REAL        EJJGG -> measured index error using JJGGs formulae
REAL        ESIMU -> measured index error using numerical simulations
REAL        SN -> averaged (S/N ratio)/Angstrom in the index region
REAL        FFPLAW -> =0,...,10 indicates the fraction of light (in the
                   selected photometric band) to be used with a power law
                   of the form: F(lambda) = k * (lambda)**(alpha-2.0),
                   where alpha is defined through the variable ALPHAPLAW
                   (global variable ---COMMON---). If FFPLAW = -1 no
                   power law is employed.
LOGICAL     LONLY_SN -> if .TRUE., the subroutine only computes the
                        mean S/N ratio and returns

ordena1f1i

SUBROUTINE ORDENA1F1I(N,A,B)

Input: N,A,B
Output: A,B

Sorts the real array A(N) into ascending numerical order. The additional
array B(N) is simultaneously changed in parallel with the array
A(N). Note that the two input arrays are returned rearranged. We follow the
Heapsort method, as described by D. Knuth, The Art of Computer Programming
(pag.146, 5.2.3.).

INTEGER N -> input number of data in A
REAL    A(N) -> data matrix to be sorted
INTEGER B(N) -> data matrix to be sorted in parallel with matrix A

ordena1f2i

SUBROUTINE ORDENA1F2I(N,A,B,C)

Input: N,A,B,C
Output: A,B,C

Sorts the real array A(N) into ascending numerical order. The additional
arrays B(N) and C(N) are simultaneously changed in parallel with the array
A(N). Note that the three input arrays are returned rearranged. We follow the
Heapsort method, as described by D. Knuth, The Art of Computer Programming
(pag.146, 5.2.3.).

INTEGER N -> input number of data in A
REAL    A(N) -> data matrix to be sorted
INTEGER B(N) -> data matrix to be sorted in parallel with matrix A
INTEGER C(N) -> data matrix to be sorted in parallel with matrix A

ordena1f

SUBROUTINE ORDENA1F(N,A)

Input: N,A
Output: A

Sorts the real array A(N) into ascending numerical order. Note that the input
array is returned rearranged. We follow the Heapsort method, as described by
D. Knuth, The Art of Computer Programming (pag.146, 5.2.3.).

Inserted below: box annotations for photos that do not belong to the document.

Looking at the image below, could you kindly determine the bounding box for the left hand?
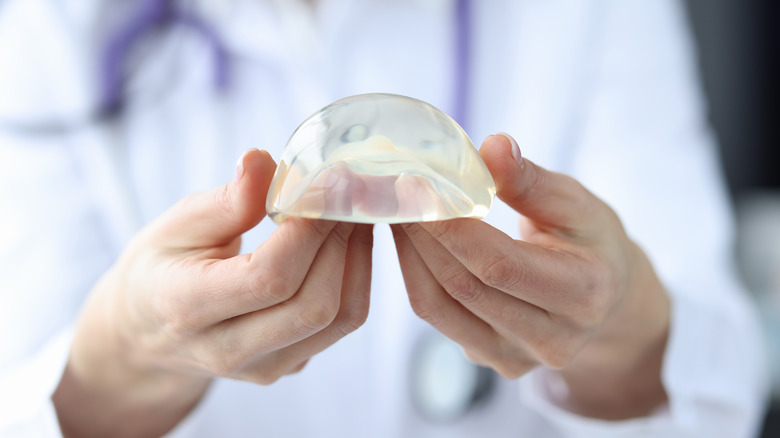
[392,135,670,419]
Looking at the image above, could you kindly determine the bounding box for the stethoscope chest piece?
[410,332,495,422]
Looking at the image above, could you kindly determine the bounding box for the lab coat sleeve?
[521,0,767,437]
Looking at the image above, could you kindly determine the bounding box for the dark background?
[686,0,780,438]
[686,0,780,197]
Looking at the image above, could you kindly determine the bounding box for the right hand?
[52,150,372,436]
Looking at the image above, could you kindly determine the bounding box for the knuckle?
[297,297,338,333]
[336,303,368,337]
[575,263,616,327]
[478,255,522,289]
[442,269,484,304]
[328,222,355,251]
[205,351,246,377]
[155,294,197,338]
[409,293,444,327]
[248,269,295,304]
[491,358,536,380]
[244,370,283,386]
[537,336,579,370]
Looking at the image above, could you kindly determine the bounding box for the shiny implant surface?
[266,94,496,223]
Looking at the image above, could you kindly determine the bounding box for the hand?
[393,135,670,419]
[53,150,372,436]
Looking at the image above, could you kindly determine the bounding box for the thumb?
[149,149,276,249]
[479,133,606,234]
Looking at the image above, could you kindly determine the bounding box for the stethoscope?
[0,0,496,422]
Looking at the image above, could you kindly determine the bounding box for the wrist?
[52,274,211,437]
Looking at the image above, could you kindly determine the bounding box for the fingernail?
[497,132,523,164]
[236,149,257,183]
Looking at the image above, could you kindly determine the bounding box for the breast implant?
[266,94,496,224]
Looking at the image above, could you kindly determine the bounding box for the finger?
[204,222,355,375]
[171,217,337,327]
[404,225,569,375]
[242,224,373,381]
[414,219,591,313]
[391,225,501,364]
[146,149,276,250]
[479,134,611,236]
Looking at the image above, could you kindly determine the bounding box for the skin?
[52,136,669,437]
[392,135,670,420]
[52,150,373,437]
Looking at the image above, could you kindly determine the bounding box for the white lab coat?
[0,0,765,437]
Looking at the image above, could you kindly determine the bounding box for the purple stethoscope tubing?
[99,0,472,128]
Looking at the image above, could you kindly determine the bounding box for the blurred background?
[686,0,780,437]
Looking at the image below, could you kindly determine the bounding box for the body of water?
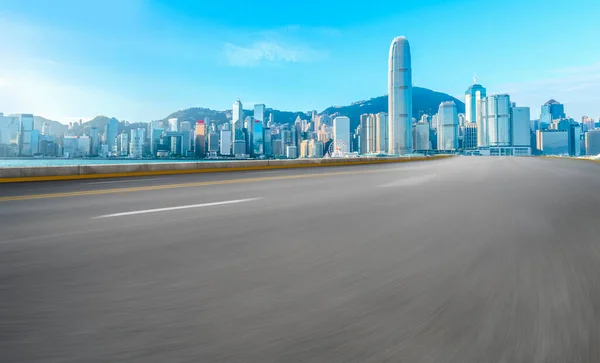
[0,158,227,168]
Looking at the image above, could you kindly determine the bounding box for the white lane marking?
[380,174,437,188]
[86,178,173,184]
[93,198,261,219]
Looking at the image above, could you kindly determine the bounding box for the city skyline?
[0,0,600,123]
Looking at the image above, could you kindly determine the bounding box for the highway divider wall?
[0,155,451,183]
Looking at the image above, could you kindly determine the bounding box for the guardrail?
[0,155,451,183]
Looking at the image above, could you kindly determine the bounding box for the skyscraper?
[414,121,431,151]
[18,114,34,156]
[388,36,413,155]
[465,78,486,125]
[333,116,350,153]
[438,101,458,151]
[129,128,146,158]
[463,122,477,150]
[375,112,390,153]
[477,94,511,146]
[540,99,566,124]
[169,117,179,132]
[194,120,206,158]
[254,104,267,126]
[585,130,600,155]
[511,107,531,147]
[220,129,231,156]
[231,99,244,141]
[104,118,119,151]
[251,120,264,156]
[263,127,273,156]
[90,127,99,156]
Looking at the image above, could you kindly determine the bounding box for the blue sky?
[0,0,600,122]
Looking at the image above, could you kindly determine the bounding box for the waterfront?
[0,158,226,168]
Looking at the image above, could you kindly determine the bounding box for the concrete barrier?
[0,155,451,183]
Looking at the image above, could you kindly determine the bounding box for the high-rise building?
[308,140,324,158]
[465,78,486,125]
[357,113,373,154]
[263,127,273,156]
[540,99,566,124]
[285,145,298,159]
[89,127,100,156]
[169,117,179,132]
[254,104,267,126]
[581,116,596,131]
[300,140,309,158]
[585,130,600,155]
[414,121,431,151]
[104,117,119,151]
[271,139,285,156]
[194,120,206,158]
[458,113,467,127]
[333,116,350,152]
[208,131,219,155]
[388,37,413,155]
[31,130,39,155]
[42,122,50,136]
[129,128,145,158]
[232,140,247,157]
[477,94,512,146]
[375,112,390,153]
[0,116,21,146]
[18,114,34,156]
[219,130,231,156]
[252,120,264,156]
[150,125,165,156]
[463,122,477,150]
[511,106,531,147]
[438,101,458,151]
[231,99,244,140]
[536,130,569,155]
[569,122,581,156]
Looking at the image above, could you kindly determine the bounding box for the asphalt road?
[0,157,600,363]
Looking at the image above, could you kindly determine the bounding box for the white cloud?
[225,41,323,67]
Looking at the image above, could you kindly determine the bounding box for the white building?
[285,145,298,159]
[308,140,324,158]
[465,79,486,126]
[119,133,129,156]
[254,104,266,126]
[388,37,413,155]
[0,116,20,145]
[129,128,144,158]
[511,107,531,147]
[477,94,512,146]
[415,121,431,151]
[437,101,458,151]
[219,130,231,155]
[585,130,600,155]
[333,116,350,153]
[536,130,569,155]
[18,114,34,156]
[375,112,389,153]
[231,99,244,140]
[169,117,179,132]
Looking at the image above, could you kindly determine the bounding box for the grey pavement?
[0,157,600,363]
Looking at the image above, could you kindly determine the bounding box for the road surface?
[0,157,600,363]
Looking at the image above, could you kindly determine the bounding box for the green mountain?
[33,116,69,137]
[322,87,465,127]
[160,87,465,128]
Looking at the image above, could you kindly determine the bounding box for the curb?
[0,155,452,184]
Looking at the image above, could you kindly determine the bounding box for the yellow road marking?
[0,164,422,202]
[0,155,447,183]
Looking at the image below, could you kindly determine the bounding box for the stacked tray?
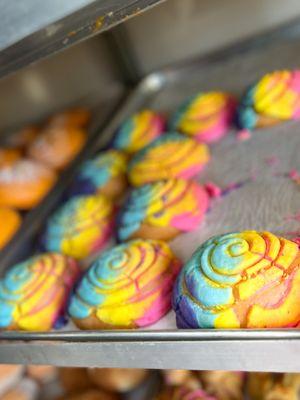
[0,24,300,372]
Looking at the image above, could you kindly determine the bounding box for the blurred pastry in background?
[4,125,40,150]
[113,110,165,154]
[56,389,120,400]
[0,147,21,168]
[154,385,218,400]
[26,365,57,385]
[41,194,115,260]
[88,368,150,393]
[0,159,57,210]
[0,206,22,250]
[246,372,273,400]
[27,125,87,170]
[117,179,209,241]
[198,371,245,400]
[47,107,91,128]
[1,378,39,400]
[169,92,237,143]
[237,70,300,129]
[161,369,200,389]
[58,367,94,393]
[246,372,300,400]
[70,150,127,200]
[0,364,25,399]
[0,253,80,331]
[128,132,210,186]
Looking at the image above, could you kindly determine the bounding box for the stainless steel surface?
[122,0,300,75]
[0,25,300,372]
[0,35,124,132]
[0,0,163,76]
[0,339,300,372]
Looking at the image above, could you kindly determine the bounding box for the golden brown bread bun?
[199,371,245,400]
[26,365,57,384]
[0,147,21,167]
[5,125,40,149]
[1,379,38,400]
[58,368,94,393]
[88,368,149,393]
[162,369,200,389]
[56,389,119,400]
[47,107,91,128]
[0,364,24,398]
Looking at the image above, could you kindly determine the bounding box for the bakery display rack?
[0,0,164,77]
[0,15,300,372]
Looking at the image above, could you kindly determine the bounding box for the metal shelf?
[0,21,300,372]
[0,330,300,372]
[0,0,164,77]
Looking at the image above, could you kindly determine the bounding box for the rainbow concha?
[173,231,300,328]
[113,110,165,154]
[128,132,210,186]
[71,150,127,195]
[42,194,114,259]
[0,253,80,331]
[69,240,181,329]
[237,70,300,129]
[118,179,209,241]
[169,92,236,143]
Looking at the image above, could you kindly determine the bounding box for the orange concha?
[0,159,56,210]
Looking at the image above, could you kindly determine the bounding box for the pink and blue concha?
[113,110,165,154]
[169,92,237,143]
[237,70,300,130]
[173,231,300,329]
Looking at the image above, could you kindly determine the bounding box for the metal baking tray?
[0,89,126,268]
[0,21,300,372]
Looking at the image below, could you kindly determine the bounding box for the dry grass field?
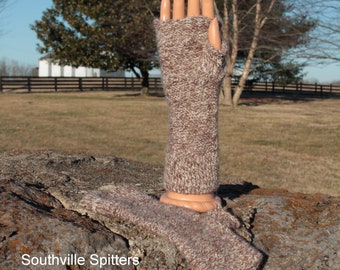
[0,92,340,196]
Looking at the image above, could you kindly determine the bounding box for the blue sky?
[0,0,340,83]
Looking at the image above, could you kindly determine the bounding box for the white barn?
[39,57,125,77]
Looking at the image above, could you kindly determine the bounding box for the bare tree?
[294,0,340,64]
[216,0,314,107]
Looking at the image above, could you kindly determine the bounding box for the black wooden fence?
[0,77,162,92]
[0,77,340,97]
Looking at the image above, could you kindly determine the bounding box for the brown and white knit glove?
[154,16,226,194]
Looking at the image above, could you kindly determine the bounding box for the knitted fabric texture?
[80,186,262,270]
[154,16,226,194]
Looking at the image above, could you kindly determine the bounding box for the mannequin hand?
[160,0,221,50]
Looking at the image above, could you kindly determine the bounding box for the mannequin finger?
[172,0,185,20]
[208,18,222,50]
[160,0,170,21]
[202,0,215,19]
[188,0,201,17]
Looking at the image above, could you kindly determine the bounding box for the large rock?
[0,152,340,270]
[0,181,131,269]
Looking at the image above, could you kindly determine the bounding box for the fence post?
[314,83,318,93]
[54,77,58,92]
[27,77,31,93]
[78,77,83,91]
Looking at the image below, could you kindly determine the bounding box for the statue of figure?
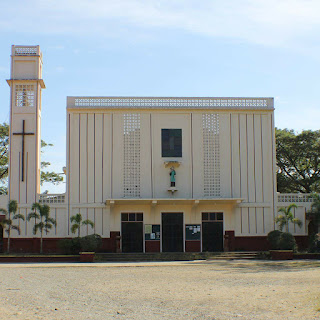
[169,167,176,187]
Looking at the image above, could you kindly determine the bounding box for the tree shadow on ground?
[196,260,320,273]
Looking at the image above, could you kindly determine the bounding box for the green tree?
[0,122,63,195]
[0,123,9,194]
[276,129,320,193]
[0,200,24,253]
[307,193,320,233]
[275,203,302,232]
[28,202,56,253]
[70,213,94,237]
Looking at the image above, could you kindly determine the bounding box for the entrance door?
[121,213,143,252]
[202,212,223,252]
[162,212,183,252]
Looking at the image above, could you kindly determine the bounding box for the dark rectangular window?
[161,129,182,157]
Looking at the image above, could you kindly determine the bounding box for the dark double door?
[161,212,183,252]
[202,221,223,252]
[121,222,143,252]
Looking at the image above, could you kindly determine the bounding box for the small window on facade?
[15,84,35,107]
[161,129,182,157]
[121,213,128,221]
[202,212,209,221]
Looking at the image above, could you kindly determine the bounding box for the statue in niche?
[169,167,176,187]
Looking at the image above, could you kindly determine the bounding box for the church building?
[1,46,310,252]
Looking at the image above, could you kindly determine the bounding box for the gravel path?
[0,260,320,320]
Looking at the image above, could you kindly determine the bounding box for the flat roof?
[67,97,274,110]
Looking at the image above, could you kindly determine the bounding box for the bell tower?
[7,45,45,204]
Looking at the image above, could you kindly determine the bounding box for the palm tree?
[28,202,56,253]
[275,203,302,232]
[307,193,320,233]
[0,200,24,253]
[70,213,94,237]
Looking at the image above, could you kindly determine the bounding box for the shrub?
[268,230,282,250]
[80,234,102,252]
[279,232,297,251]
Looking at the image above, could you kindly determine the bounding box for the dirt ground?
[0,260,320,320]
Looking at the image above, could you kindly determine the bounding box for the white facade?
[0,46,309,251]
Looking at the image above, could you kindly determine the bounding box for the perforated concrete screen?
[123,113,140,198]
[202,114,220,197]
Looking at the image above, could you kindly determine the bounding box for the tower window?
[15,84,35,107]
[161,129,182,157]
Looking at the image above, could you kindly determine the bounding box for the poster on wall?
[186,224,201,240]
[144,224,160,240]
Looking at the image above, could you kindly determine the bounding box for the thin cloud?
[0,0,320,46]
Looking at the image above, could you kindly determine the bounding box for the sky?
[0,0,320,193]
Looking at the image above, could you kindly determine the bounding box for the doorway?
[121,212,143,252]
[162,212,183,252]
[202,212,223,252]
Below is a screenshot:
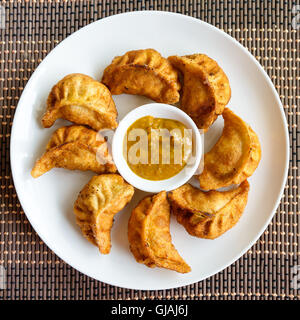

INTEGER N -> input number of data in A
REAL    A(N) -> data matrix to be sorted

ordena1i

SUBROUTINE ORDENA1I(N,A)

Input: N,A
Output: A

Sorts the integer array A(N) into ascending numerical order. Note that the
input array is returned rearranged. We follow the Heapsort method, as
described by C D. Knuth, The Art of Computer Programming (pag.146, 5.2.3.).

INTEGER N -> input number of data in A
INTEGER A(N) -> data matrix to be sorted

ordena2f

SUBROUTINE ORDENA2F(N,A,B)

Input: N,A,B
Output: A,B

Sorts the real array A(N) into ascending numerical order. The additional
array B(N) is simultaneously changed in parallel with the array A(N).
Note that both input arrays are returned rearranged. We follow the Heapsort
method, as described by D. Knuth, The Art of Computer Programming (pag.146,
5.2.3.).

INTEGER N -> input number of data in A
REAL    A(N) -> data matrix to be sorted
REAL    B(N) -> data matrix to be sorted in parallel with matrix A

ordena2i

SUBROUTINE ORDENA2I(N,A,B)

Input: N,A,B
Output: A,B

Sorts the integer array A(N) into ascending numerical order. The additional
array B(N) is simultaneously changed in parallel with the array A(N).
Note that both input arrays are returned rearranged. We follow the Heapsort
method, as described by D. Knuth, The Art of Computer Programming (pag.146,
5.2.3.).

INTEGER N -> input number of data in A
INTEGER A(N) -> data matrix to be sorted
INTEGER B(N) -> data matrix to be sorted in parallel with matrix A

polfit

SUBROUTINE  POLFIT(X,Y,SIGMAY,NPTS,NTERMS,MODE,A,CHISQR)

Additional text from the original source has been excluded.